Published Mar 18, 2026MonthsCovers: March 2026 grocery price inflation driven by fuel surcharges on food transportationThe Price We Pay
About This Track
A R&B take on The cascading effect of gas prices on grocery costs and the impossible choices facing parents, wrapped in soulful production, rooted in events from March 2026 grocery price inflation driven by fuel surcharges on food transportation.
Inspired By
The cascading effect of gas prices on grocery costs and the impossible choices facing parents at the
This track was born from a real headline: The cascading effect of gas prices on grocery costs and the impossible choices facing parents at the supermarket checkout line. Muckraker's r&b production gives the story the weight of a front-page exclusive — journalism you can feel in your chest. Lines like "Used to fill it to the top, every Sunday after church," anchor the track in specifics that generic coverage misses. The mood — soulful, aching, tender vulnerability — reflects the emotional reality behind the numbers. Every Majik's Studio news track exists to make you feel the story, not just read it.
[verse 1]
Used to fill it to the top, every Sunday after church,
ground beef, frozen peas, the good bread, not the worst.
Now I'm standing in the aisle at the Kroger on Vine,
holding up two jars of peanut butter, doing math in my mind.
The creamy one is four-nineteen, the store brand's three-oh-eight,
but three-oh-eight times three kids means I'm putting something back late.
Eggs went up a dollar since the ships stopped coming through,
milk is almost six a gallon, what's a mama gonna do?
I got a list of twenty items, money for thirteen,
so I'm crossing off the apples, crossing off the tangerines.
My baby girl wants strawberries, the ones in the plastic box,
but strawberries are luxury now, like jewelry, like stocks.
[chorus]
Empty cart, heavy heart,
putting back what we can't afford to start.
Empty cart, heavy heart,
the price of war is tearing us apart.
[verse 2]
Drive-through used to be our Friday, nuggets, fries, a shake,
now the value meal's eleven dollars, more than I can take.
So I'm boiling rice and beans again, the kids don't complain much,
but I saw Jaylen hide his face at school, ashamed of bag lunch.
Teacher sent a note home, said he gave his food away,
said he told the other kids his mama packed too much today.
That broke me at the kitchen table, tears on the formica top,
my boy protecting me from knowing that our lives just dropped.

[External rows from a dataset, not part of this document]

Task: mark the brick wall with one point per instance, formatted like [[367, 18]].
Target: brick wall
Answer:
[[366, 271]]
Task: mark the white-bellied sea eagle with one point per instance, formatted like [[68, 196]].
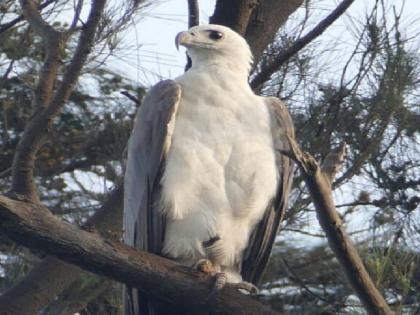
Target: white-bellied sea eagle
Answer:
[[205, 180]]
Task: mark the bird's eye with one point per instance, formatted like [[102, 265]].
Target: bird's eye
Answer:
[[215, 35]]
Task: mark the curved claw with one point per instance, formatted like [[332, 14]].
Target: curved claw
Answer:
[[246, 288]]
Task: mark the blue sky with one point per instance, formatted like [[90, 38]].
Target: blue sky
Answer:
[[154, 34]]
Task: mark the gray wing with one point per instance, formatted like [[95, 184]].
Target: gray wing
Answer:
[[256, 255], [147, 148]]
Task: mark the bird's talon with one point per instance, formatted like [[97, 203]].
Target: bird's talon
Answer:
[[205, 265], [246, 288], [220, 281]]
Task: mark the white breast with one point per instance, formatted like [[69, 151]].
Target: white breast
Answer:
[[220, 170]]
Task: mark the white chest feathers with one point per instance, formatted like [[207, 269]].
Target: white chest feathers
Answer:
[[220, 171]]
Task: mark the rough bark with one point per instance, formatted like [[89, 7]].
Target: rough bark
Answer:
[[32, 225], [318, 182], [47, 103], [51, 276]]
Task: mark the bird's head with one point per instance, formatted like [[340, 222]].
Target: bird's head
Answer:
[[216, 44]]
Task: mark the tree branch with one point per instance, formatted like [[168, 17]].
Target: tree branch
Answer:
[[318, 182], [267, 70], [4, 27], [32, 225], [51, 276], [234, 14], [265, 21]]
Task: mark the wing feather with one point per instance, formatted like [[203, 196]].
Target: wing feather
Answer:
[[256, 255], [147, 148]]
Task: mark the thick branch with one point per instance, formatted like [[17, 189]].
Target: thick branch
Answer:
[[34, 226], [51, 276], [266, 71], [48, 106], [319, 186]]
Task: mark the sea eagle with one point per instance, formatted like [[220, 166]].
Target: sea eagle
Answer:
[[205, 179]]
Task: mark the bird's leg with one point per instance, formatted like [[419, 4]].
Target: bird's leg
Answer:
[[206, 266], [214, 252], [246, 287]]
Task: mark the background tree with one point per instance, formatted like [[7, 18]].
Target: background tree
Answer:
[[63, 142]]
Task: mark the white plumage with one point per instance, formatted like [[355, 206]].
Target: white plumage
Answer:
[[220, 171], [205, 178]]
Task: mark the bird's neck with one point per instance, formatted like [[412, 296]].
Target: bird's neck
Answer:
[[222, 67]]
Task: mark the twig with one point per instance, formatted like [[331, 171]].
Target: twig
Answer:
[[48, 104], [319, 186], [267, 70], [34, 226], [131, 97], [20, 18]]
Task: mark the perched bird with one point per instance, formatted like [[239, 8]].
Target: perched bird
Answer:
[[205, 182]]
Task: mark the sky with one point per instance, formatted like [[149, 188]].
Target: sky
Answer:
[[154, 34], [157, 57]]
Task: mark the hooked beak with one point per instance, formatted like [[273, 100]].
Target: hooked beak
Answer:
[[182, 38]]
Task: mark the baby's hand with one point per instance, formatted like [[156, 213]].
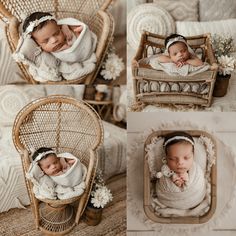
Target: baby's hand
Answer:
[[180, 63], [77, 29], [179, 183], [67, 32], [70, 161]]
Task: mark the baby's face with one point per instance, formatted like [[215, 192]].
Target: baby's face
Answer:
[[179, 52], [50, 37], [180, 157], [51, 165]]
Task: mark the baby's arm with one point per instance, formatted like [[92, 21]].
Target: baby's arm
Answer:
[[77, 29], [194, 61], [67, 32], [70, 161], [164, 59]]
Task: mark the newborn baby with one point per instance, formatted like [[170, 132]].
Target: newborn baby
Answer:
[[180, 182], [56, 176]]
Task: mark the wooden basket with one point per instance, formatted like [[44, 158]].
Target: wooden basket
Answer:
[[92, 12], [151, 44], [148, 208], [66, 125]]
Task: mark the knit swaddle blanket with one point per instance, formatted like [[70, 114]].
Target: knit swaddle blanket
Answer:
[[170, 195], [172, 69], [44, 66], [83, 46], [69, 184]]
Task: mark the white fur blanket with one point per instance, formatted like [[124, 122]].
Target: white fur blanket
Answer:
[[171, 196], [172, 69], [59, 187]]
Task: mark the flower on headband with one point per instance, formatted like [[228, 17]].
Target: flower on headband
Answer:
[[223, 47], [176, 39], [36, 22]]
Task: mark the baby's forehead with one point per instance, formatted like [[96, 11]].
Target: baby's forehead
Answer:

Inflation's just a word they use on Bloomberg and the news,
but here it's choosing which utilities I'm willing to lose.
Water, lights, or internet so the kids can do their work,
three things that should be simple, now they cut me like a dirk.
[chorus]
Empty cart, heavy heart,
putting back what we can't afford to start.
Empty cart, heavy heart,
the price of war is tearing us apart.
[bridge]
I don't need a politician telling me to tighten up,
I been tight since I was twenty-two, my belt ain't got enough.
I need the cost of being alive to stop this upward climb,
I need my children eating breakfast and I need it every time.
They say be patient, say it's temporary, say the market will adjust,
but patience on an empty stomach crumbles into dust.
[chorus]
Empty cart, heavy heart,
putting back what we can't afford to start.
Empty cart, heavy heart,
the price of war is tearing us apart.
[outro]
Empty cart... heavy heart...
we didn't start this fire but we're burning from the start.